Plot: New York reporter Sue (Kozlowski) heads to Australia to interview living legend Michael J. "Crocodile" Dundee (Hogan), who has spent his entire life in the Australian outback. After spending a few days with Dundee, she is so taken with him she brings him him back with her to New York. Once he arrives there, Dundee is amazed by the wonders of the city and the interesting people he meets.
Reviewed573 words (Est. Reading Time 2m 51s)
After taking last weekend off to celebrate the 4th of July, it was time to dig back in and find a film to watch for this Saturday’s Retro Review. Going to NetFlix® as usual, I discovered a whole selection of films titled “Movies from the 1980’s,” which was exactly what I was looking for – and Crocodile Dundee popped up.
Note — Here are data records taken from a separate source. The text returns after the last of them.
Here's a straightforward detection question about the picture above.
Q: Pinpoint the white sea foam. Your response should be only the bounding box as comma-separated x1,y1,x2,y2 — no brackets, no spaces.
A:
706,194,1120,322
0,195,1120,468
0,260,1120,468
I vaguely remember seeing Crocodile Dundee years ago, and figured that would fit the ticket for today’s Retro Review. So, I settled in and gave it a shot. Would this “fish out of water” tale still be fun in 2016? Or has the fun of Crocodile Dundee gone the way of the dodo?
Paul Hogan – who also co-wrote the film – stars as Michael J. “Crocodile” Dundee, and seems at ease in front of the camera. He’s definitely into his character, and does a good job of keeping the audience entertained. Whether he’s in his character’s natural habitat in the Australian outback, or playing clueless in the big city, viewers will want to stick around to see what he does next.
Linda Kozlowski, on the other hand, isn’t quite as entertaining. She’s around basically to provide a reason for Dundee to transport himself to the Big Apple, and it’s obvious from the start. Unlike similar film Romancing the Stone (1984), there isn’t really that beginning part where the two main characters don’t get along. In Crocodile Dundee, it’s more of a dismissal by Kozlowski’s Sue, which changes quickly enough.
While the film is largely a walking cliché by this point, there’s still something entertaining about Crocodile Dundee. Maybe it’s the lighthearted feel of the film. Even when out in the wild and Sue is being attacked by crocs and the like, the film never really provides much drama. Instead, it’s aim more seems to be to showcase a lighthearted “fish out of water” tale – first for Sue in the outback, then for Dundee in the city.
While Sue’s interactions with Dundee in the outback are decent, it’s Dundee’s entrance to the big city where the film really finds it’s stride. While it sticks to basic lighthearted stuff like mistakenly identifying New Yorkers as friendly folk (since they live close to each other) or mistaking prostitutes for friendly women, Dundee manages to make it through New York with nothing more than some minor foibles. This could have gone quite differently, of course, but the film plays up the comedy aspect rather than the grittier details.
While this was probably more fun back in the 80’s, a lighthearted comedy like this is a welcome break occasionally from the grittier films that play these days. In Crocodile Dundee, the 80’s were a fun time, where a modern-day Tarzan figure could get along in the big city without too much trouble. Dundee’s character is a welcome change of pace for the modern-day drudge of big city living, and the folks around him seem to be the better off for making his acquaintance.
Sure, it’s rather far-fetched, and at times it’s kinda cheesy, but Hogan’s likeable character manages to win the viewer over anyway. It’s just too bad the rest of the film, with its abundance of over-used clichés and predictable ending, doesn’t really seem to deliver as well as he does. Stick with Romancing the Stone (1984) for a romantic comedy from the 80’s, since the Michael Douglas/Kathleen Turner (and Danny DeVito) combo outshines Paul Hogan’s solo performance.